Imaging Institute, Cleveland Clinic Foundation, 9500 Euclid Ave., P34, Cleveland, OH, 44195, USA.
J Digit Imaging. 2022 Oct;35(5):1120-1130. doi: 10.1007/s10278-022-00633-8. Epub 2022 Jun 2.
A correct protocol assignment is critical to high-quality imaging examinations, and its automation can be amenable to natural language processing (NLP). Assigning protocols for abdominal imaging CT scans is particularly challenging given the multiple organ specific indications and parameters. We compared conventional machine learning, deep learning, and automated machine learning builder workflows for this multiclass text classification task. A total of 94,501 CT studies performed over 4 years and their assigned protocols were obtained. Text data associated with each study including the ordering provider generated free text study indication and ICD codes were used for NLP analysis and protocol class prediction. The data was classified into one of 11 abdominal CT protocol classes before and after augmentations used to account for imbalances in the class sample sizes. Four machine learning (ML) algorithms, one deep learning algorithm, and an automated machine learning (AutoML) builder were used for the multilabel classification task: Random Forest (RF), Tree Ensemble (TE), Gradient Boosted Tree (GBT), multi-layer perceptron (MLP), Universal Language Model Fine-tuning (ULMFiT), and Google's AutoML builder (Alphabet, Inc., Mountain View, CA), respectively.
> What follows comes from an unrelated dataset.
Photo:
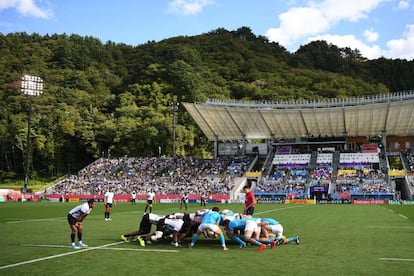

On the unbalanced dataset, the manually coded algorithms all performed similarly with F1 scores of 0.811 for RF, 0.813 for TE, 0.813 for GBT, 0.828 for MLP, and 0.847 for ULMFiT. The AutoML builder performed better with a F1 score of 0.854. On the balanced dataset, the tree ensemble machine learning algorithm performed the best with an F1 score of 0.803 and a Cohen's kappa of 0.612. AutoML methods took a longer time for completion of NLP model training and evaluation, 4 h and 45 min compared to an average of 51 min for manual methods. Machine learning and natural language processing can be used for the complex multiclass classification task of abdominal imaging CT scan protocol assignment.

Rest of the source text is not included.